Risk Factors for More Severe CF Lung Infections Caused by S. aureus Identified

Risk Factors for More Severe CF Lung Infections Caused by S. aureus Identified

Several factors may worsen lung infections caused by the bacteria Staphylococcus aureus in cystic fibrosis (CF) patients, from bacterial load to co-infections, according to a new study.

The study, “Factors Associated With Worse Lung Function In Cystic Fibrosis Patients With Persistent Staphylococcus aureus,” was published in the journal PLoS One.

S. aureus is one of the most common pathogens associated with lung infection in CF patients, and is prevalent in others.
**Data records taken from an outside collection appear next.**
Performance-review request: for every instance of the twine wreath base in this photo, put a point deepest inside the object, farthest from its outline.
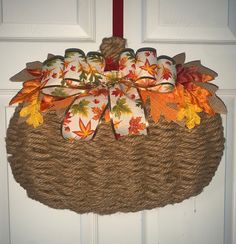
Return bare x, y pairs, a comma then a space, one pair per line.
105, 175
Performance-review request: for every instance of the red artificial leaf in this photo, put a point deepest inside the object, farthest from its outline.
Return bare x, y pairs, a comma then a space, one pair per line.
96, 101
98, 92
117, 92
85, 131
28, 92
98, 112
136, 126
151, 69
166, 73
67, 119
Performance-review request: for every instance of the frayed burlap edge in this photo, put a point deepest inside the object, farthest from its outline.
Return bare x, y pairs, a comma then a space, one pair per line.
105, 175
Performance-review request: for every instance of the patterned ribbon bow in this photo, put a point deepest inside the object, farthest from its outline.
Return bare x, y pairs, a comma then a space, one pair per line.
95, 91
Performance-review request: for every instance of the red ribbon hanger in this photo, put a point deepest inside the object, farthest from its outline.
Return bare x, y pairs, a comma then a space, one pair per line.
118, 17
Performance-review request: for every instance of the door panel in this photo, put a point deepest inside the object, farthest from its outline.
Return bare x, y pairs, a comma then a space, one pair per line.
25, 38
165, 25
203, 30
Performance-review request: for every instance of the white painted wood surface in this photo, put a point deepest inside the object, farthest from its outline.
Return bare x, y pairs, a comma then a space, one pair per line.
205, 30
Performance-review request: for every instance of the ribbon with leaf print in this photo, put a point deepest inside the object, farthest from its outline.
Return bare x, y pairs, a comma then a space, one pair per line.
95, 90
90, 91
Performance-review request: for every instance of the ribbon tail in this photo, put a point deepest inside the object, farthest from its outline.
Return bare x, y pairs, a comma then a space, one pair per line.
126, 111
84, 115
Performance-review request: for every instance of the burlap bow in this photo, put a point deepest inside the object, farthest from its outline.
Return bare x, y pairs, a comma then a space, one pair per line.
95, 91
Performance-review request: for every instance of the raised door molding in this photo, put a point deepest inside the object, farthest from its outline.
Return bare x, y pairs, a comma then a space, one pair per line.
189, 21
52, 20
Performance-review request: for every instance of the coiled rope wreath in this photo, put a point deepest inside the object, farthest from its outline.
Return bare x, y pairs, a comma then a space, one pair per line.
107, 175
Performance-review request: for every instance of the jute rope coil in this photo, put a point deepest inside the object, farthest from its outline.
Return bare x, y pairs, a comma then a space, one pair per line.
106, 175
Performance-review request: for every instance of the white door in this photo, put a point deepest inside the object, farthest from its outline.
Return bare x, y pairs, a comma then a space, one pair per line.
205, 30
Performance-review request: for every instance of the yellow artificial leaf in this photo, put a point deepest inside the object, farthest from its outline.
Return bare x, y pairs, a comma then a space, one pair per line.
32, 110
188, 113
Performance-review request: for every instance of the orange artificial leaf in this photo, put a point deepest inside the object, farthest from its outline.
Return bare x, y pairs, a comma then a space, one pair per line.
117, 92
85, 131
98, 92
166, 73
29, 91
206, 78
151, 69
116, 123
98, 112
63, 103
199, 96
107, 116
159, 105
136, 126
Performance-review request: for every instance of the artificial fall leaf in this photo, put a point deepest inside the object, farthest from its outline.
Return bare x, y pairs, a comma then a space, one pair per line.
199, 96
32, 111
207, 78
107, 116
116, 123
99, 91
117, 92
46, 102
62, 103
67, 118
132, 75
98, 112
188, 113
151, 69
159, 104
166, 73
136, 126
122, 63
121, 107
29, 91
85, 131
96, 101
80, 108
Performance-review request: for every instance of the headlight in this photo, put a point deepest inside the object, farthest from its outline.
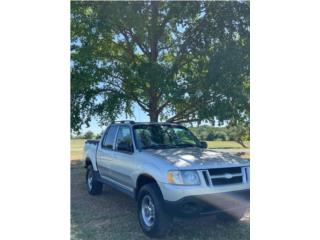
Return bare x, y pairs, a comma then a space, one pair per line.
183, 177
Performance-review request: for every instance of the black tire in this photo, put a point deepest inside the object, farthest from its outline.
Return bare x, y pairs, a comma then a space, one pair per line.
234, 216
162, 221
95, 188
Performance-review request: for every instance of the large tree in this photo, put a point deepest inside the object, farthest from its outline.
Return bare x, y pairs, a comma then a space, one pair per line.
179, 61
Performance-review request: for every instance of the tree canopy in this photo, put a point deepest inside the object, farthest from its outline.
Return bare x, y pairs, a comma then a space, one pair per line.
179, 61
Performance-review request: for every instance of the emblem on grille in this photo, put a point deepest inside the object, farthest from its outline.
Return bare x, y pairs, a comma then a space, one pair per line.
228, 175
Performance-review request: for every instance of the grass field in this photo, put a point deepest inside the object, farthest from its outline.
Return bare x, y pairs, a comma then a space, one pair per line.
112, 215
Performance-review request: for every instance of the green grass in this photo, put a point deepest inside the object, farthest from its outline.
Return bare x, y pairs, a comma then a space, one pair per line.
112, 215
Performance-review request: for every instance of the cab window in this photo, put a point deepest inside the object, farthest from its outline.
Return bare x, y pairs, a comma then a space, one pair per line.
124, 140
109, 137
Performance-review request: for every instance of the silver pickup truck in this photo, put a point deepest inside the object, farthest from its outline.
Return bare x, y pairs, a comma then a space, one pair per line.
169, 172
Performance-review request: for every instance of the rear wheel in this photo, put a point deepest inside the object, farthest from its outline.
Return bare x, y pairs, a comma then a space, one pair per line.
94, 187
153, 219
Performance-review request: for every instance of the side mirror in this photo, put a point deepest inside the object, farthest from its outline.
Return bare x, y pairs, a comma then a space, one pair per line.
122, 146
203, 144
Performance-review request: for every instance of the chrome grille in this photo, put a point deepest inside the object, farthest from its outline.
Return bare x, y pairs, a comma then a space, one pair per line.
226, 176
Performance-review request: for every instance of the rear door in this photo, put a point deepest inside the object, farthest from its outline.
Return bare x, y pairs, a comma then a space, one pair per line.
105, 152
124, 160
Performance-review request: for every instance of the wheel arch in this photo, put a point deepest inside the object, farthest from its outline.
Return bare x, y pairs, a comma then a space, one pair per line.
142, 180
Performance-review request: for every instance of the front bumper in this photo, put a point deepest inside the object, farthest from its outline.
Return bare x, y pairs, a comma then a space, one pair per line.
234, 203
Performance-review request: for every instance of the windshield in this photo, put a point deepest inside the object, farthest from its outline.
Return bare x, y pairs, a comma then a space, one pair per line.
163, 136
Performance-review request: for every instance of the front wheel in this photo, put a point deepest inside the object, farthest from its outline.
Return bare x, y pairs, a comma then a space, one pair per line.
153, 219
94, 187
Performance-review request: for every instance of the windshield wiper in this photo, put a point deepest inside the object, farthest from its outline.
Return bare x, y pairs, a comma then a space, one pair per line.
154, 146
185, 145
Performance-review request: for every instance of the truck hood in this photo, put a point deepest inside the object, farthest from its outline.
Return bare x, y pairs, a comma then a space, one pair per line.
196, 158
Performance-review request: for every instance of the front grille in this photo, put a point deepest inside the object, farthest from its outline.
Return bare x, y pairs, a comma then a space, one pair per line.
223, 181
226, 176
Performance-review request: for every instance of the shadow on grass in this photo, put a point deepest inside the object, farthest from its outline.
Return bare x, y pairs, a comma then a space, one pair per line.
112, 215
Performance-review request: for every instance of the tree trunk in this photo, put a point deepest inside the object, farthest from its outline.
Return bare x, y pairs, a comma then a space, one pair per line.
154, 115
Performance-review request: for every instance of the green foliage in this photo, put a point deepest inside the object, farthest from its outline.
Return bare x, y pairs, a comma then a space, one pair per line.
180, 61
88, 135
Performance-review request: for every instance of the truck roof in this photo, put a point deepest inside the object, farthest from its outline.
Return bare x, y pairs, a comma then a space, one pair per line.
144, 123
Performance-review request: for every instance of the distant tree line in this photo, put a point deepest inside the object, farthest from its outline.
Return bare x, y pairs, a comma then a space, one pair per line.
238, 133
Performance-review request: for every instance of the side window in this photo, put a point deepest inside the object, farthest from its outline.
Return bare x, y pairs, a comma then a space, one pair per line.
109, 137
124, 140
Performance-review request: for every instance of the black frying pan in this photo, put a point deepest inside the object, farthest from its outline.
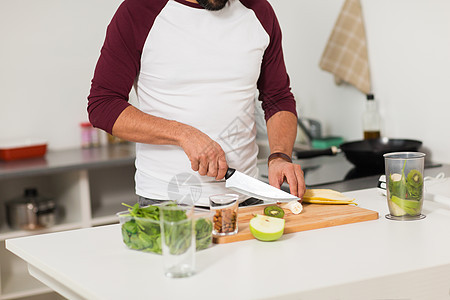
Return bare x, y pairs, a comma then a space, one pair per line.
365, 154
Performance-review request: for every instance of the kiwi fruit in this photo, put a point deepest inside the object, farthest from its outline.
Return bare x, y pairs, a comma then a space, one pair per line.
274, 211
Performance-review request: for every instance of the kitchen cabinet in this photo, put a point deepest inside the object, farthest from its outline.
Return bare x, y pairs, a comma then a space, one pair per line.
88, 186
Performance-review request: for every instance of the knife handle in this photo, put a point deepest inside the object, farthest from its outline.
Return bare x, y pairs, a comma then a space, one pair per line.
230, 172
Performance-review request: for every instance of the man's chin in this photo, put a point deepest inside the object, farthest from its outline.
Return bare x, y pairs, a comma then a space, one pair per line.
212, 4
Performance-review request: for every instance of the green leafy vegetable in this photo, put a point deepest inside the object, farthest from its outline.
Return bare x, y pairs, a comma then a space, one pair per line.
142, 230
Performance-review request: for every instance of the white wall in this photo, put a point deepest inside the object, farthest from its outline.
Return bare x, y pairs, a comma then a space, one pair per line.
409, 56
47, 56
49, 49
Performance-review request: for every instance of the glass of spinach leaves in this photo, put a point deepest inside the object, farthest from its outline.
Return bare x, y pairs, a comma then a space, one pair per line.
404, 175
177, 239
141, 229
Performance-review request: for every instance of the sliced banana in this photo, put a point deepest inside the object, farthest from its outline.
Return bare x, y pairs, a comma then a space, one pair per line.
326, 196
294, 206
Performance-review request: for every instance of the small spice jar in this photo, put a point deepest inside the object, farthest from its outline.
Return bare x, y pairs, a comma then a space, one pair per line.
225, 218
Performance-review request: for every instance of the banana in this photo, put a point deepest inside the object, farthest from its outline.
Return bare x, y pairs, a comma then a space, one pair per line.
326, 196
294, 206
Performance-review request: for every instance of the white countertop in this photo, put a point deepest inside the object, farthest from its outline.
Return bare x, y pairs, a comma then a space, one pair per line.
378, 259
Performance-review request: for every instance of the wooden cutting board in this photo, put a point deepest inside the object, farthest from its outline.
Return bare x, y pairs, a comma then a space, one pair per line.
313, 216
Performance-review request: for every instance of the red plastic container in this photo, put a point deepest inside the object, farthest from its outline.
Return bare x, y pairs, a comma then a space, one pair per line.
20, 150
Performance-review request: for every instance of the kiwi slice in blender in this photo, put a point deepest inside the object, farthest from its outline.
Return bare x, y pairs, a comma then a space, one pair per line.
274, 211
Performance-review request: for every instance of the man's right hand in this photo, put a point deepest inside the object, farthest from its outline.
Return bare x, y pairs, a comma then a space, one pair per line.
206, 155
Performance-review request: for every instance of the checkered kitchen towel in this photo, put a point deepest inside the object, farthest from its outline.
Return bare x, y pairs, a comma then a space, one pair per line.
345, 55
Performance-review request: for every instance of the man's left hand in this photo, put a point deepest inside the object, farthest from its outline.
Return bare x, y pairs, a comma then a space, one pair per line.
281, 171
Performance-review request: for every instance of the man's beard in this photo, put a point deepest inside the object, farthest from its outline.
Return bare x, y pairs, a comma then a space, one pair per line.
212, 4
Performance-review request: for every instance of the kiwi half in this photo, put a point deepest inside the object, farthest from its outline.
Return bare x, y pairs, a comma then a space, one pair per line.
274, 211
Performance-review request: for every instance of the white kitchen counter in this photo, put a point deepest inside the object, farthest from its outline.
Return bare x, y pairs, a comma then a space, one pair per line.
378, 259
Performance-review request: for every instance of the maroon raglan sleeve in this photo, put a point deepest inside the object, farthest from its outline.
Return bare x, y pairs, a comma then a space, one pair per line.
119, 61
273, 83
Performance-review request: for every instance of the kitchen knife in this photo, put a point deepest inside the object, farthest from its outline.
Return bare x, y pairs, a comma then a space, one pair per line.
253, 187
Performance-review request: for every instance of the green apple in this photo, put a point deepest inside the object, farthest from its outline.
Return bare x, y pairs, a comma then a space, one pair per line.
266, 228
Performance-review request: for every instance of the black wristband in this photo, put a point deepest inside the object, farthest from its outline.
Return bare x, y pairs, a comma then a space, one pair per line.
279, 155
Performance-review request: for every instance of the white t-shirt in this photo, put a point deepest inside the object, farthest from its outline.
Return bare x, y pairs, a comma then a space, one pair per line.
198, 67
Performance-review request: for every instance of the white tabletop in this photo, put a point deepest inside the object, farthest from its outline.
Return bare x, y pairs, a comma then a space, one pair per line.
378, 259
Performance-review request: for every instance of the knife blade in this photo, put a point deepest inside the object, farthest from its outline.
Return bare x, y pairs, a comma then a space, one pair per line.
253, 187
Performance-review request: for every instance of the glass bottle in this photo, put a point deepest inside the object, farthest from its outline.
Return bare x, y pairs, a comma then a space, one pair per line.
371, 119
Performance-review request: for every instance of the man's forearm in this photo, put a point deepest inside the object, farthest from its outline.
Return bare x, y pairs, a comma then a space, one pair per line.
281, 132
137, 126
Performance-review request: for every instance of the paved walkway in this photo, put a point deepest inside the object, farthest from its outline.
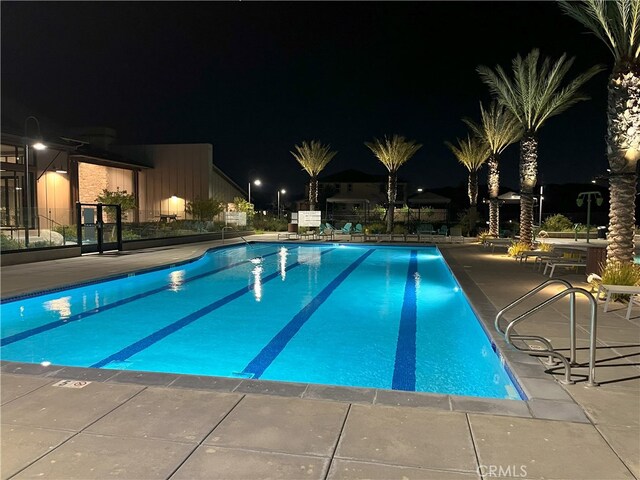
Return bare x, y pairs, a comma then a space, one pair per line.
145, 425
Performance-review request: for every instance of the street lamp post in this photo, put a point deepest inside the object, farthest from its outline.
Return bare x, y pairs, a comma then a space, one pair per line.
283, 191
580, 201
257, 183
37, 145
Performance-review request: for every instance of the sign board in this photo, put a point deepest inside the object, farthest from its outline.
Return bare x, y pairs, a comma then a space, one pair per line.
236, 218
309, 218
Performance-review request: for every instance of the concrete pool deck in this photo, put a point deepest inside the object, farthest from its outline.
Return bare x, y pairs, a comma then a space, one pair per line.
146, 425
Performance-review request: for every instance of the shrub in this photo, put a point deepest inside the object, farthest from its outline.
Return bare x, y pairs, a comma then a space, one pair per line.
204, 208
516, 248
557, 223
620, 273
545, 247
7, 243
484, 235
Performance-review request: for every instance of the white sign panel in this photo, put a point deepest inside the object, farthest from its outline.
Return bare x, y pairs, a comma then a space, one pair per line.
309, 218
236, 218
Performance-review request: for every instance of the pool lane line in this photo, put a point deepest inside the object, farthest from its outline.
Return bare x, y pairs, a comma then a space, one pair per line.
146, 342
404, 371
268, 354
81, 316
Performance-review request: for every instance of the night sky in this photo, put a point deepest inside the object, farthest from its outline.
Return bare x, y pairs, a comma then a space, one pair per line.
256, 78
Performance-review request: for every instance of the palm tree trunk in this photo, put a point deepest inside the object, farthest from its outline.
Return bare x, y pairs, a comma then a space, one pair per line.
623, 133
391, 194
493, 181
528, 177
313, 192
472, 189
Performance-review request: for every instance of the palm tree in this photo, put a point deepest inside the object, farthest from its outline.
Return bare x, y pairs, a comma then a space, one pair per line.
498, 129
534, 95
472, 153
393, 153
617, 24
313, 157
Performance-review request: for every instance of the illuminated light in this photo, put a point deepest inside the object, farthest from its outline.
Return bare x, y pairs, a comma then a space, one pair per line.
283, 262
177, 279
257, 282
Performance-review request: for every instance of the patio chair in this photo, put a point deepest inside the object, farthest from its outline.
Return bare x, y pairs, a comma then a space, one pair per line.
456, 235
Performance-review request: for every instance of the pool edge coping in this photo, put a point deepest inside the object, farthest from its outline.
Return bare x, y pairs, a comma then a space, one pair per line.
542, 403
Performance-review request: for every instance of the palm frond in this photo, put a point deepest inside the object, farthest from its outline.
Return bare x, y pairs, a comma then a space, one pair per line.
535, 92
615, 22
394, 152
313, 156
498, 127
472, 153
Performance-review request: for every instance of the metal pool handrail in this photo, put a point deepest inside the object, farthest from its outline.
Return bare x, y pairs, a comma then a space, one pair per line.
550, 351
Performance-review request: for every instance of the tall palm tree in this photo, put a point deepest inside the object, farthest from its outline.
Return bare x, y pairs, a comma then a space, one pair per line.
393, 153
498, 129
533, 95
472, 153
617, 24
313, 157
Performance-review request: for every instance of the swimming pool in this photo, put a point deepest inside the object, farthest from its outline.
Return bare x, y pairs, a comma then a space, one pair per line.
351, 315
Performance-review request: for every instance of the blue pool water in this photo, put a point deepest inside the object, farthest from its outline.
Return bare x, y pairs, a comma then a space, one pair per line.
381, 317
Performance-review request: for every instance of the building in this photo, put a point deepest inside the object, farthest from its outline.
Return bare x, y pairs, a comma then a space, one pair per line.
39, 189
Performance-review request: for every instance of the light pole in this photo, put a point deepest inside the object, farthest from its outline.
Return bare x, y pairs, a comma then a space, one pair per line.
283, 191
257, 183
580, 201
37, 145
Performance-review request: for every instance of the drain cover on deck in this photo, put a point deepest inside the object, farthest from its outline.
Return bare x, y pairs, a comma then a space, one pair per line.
71, 383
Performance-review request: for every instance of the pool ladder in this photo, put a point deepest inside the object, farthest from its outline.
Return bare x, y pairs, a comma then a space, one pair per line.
548, 350
239, 236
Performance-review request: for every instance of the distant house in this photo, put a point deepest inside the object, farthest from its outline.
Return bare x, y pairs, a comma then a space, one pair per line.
351, 194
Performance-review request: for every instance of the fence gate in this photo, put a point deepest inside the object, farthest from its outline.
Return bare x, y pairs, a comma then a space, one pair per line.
99, 227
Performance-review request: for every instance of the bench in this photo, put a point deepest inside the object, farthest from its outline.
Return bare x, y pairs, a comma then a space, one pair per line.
620, 290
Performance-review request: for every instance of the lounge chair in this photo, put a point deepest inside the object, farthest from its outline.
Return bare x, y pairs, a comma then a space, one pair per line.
609, 290
456, 235
346, 230
325, 232
357, 232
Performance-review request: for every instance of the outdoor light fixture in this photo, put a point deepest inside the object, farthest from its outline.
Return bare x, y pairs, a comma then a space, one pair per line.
580, 202
257, 183
37, 145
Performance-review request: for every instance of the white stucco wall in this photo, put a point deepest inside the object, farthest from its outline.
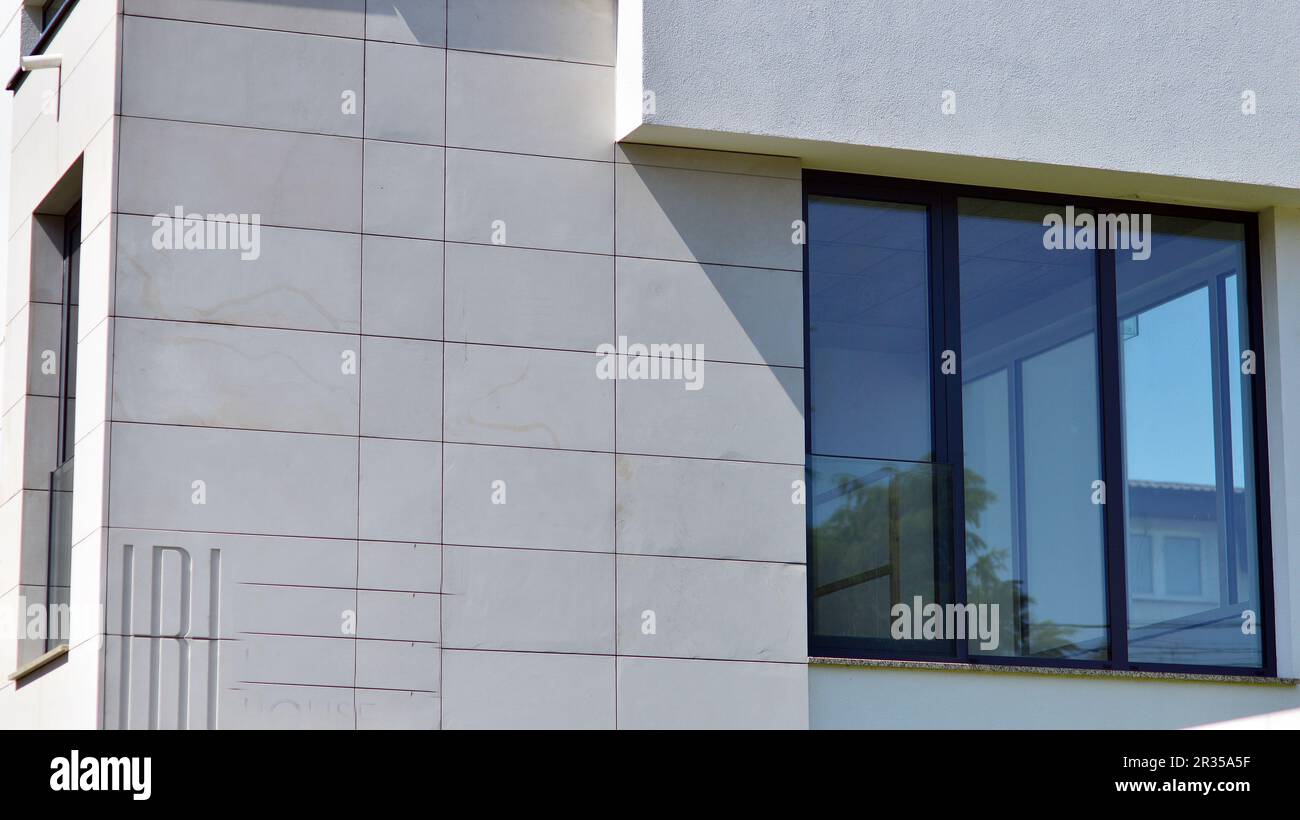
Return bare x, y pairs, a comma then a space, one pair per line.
1149, 92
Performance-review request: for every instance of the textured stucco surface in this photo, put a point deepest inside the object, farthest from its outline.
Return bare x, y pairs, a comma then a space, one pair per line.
1151, 87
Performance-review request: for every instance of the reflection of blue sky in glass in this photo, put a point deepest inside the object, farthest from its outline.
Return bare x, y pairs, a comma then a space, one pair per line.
1169, 413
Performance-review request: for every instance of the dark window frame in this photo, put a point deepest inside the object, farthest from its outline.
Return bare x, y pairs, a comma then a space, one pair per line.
940, 199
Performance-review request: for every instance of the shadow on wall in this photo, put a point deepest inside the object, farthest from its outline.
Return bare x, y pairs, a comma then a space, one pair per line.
420, 22
739, 229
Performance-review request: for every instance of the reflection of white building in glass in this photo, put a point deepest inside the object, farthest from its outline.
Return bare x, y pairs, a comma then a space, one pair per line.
333, 448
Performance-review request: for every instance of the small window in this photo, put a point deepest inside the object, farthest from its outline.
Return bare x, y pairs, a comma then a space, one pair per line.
59, 571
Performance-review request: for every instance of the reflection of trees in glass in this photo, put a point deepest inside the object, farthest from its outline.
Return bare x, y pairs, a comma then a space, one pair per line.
880, 542
987, 582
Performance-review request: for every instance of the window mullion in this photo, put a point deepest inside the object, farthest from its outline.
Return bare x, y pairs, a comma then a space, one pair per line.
1112, 451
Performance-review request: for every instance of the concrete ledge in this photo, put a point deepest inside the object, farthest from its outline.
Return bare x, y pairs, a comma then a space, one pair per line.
1192, 677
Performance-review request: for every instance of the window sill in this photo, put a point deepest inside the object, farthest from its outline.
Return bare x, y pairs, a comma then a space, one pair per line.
48, 658
1195, 677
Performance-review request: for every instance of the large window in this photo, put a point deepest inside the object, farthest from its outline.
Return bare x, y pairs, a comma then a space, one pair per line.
1032, 435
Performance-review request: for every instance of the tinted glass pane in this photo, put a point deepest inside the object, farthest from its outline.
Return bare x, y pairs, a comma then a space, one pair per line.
869, 329
1140, 576
1188, 464
1035, 542
879, 537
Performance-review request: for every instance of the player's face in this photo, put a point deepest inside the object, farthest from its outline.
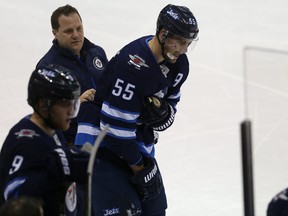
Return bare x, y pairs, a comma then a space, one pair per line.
175, 46
62, 111
70, 34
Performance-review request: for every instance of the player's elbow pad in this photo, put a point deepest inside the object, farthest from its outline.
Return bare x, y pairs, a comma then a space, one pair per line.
167, 122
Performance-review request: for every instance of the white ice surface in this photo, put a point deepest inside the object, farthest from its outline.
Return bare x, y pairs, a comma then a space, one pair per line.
200, 155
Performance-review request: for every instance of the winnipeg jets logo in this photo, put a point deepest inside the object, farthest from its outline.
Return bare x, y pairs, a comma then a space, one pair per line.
164, 69
26, 133
137, 61
98, 63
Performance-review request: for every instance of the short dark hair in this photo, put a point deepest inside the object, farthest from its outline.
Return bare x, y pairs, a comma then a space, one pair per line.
64, 10
22, 206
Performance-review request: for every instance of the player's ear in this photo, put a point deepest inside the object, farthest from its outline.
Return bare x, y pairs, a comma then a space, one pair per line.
163, 35
54, 32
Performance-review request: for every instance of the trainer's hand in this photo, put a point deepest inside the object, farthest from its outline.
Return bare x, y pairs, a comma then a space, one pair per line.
156, 113
88, 95
148, 180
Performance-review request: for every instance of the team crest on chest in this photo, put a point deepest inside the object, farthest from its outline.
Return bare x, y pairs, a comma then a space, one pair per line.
26, 133
137, 61
98, 63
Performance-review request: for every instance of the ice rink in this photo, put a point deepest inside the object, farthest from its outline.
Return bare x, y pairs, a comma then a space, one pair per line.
200, 155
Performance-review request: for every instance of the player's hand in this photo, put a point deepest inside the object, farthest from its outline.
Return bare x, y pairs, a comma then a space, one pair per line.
148, 180
88, 95
156, 113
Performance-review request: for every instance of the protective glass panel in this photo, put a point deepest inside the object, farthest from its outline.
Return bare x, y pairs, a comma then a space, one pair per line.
266, 106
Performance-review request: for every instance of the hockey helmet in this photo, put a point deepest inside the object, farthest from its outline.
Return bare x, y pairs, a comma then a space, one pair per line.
178, 20
52, 82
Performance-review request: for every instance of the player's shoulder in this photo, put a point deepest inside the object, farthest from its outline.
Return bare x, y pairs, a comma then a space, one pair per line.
25, 129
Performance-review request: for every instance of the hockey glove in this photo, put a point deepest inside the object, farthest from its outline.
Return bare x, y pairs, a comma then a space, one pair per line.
157, 113
148, 181
67, 165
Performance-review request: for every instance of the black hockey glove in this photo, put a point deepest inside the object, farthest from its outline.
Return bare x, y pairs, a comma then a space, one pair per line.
157, 113
148, 181
68, 165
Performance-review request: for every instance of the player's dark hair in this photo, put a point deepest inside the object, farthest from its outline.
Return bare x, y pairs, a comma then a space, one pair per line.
64, 10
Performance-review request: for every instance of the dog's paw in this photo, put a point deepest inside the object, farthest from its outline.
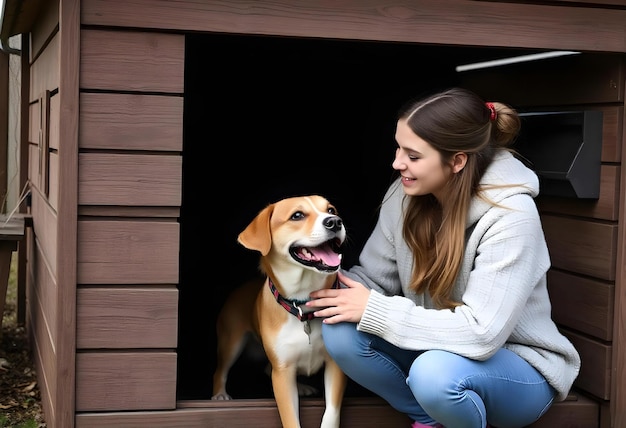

In fact, about 30 percent of the general public are believed to carry S. aureus in their nasal tissue, and these people are thought to have higher risk for infection, but a lower risk of developing lethal infections.

The characteristics of persistent S. aureus infection in people with CF, indicating a more severe infection, however, are not well identified.

Researchers at University Hospital Münster, in Germany, analyzed 195 CF patients (older than age 6) with chronic S. aureus airway presence as part of a multi-center study (NCT00669760). The team assessed lung function taking into account several parameters, such as S. aureus bacterial density in sputum and throat samples, co-infection with other CF-associated pathogens, presence of S. aureus in the nasal tissue, clinical status, antibiotic therapy, and the levels of IL-6- and IgG-levels, both of which serve as measures of the degree of immune response against S. aureus infection.

Patients were followed for 21 months with regular visits (usually every 3 months; 7 visits on average), in which researchers collected sputum (material from the airways) and throat samples. Blood samples were also taken once a year or at exacerbations.

Results indicated that the age at which patients became infected with S. aureus influenced the amount of bacteria present in sputum samples (but not throat samples). That is, older patients had significantly higher bacterial loads in the sputum than younger patients.

Bacterial density in throat samples (but not sputum samples) also significantly correlated with a decline in lung function each year. Loss of lung function was also associated with other parameters, such as exacerbations (60 patients), presence of small-colony variants of S. aureus (slow-growing subpopulations of the bacteria with distinctive traits; 84 patients), and co-infection with the bacteria Stenotrophomonas maltophilia (44 patients). Patients with increased blood levels of IL-6 had higher density of S. aureus in their sputum, and also showed lung function decline over time. Those with nasal cultures of S. aureus had better lung function over time.

“In CF-patients with chronic S. aureus cultures, independent risk factors for worse lung function are high bacterial density in throat cultures, exacerbations, elevated IL-6 levels, presence of S. aureus [small-colony variants] and co-infection with S. maltophilia,” the researchers wrote.

“Our findings may help to identify S. aureus patients at risk for more severe airway infections resulting in worse lung function and will be of value for designing future prospective studies to guide antibiotic therapy in patients chronically infected with S. aureus,” they concluded.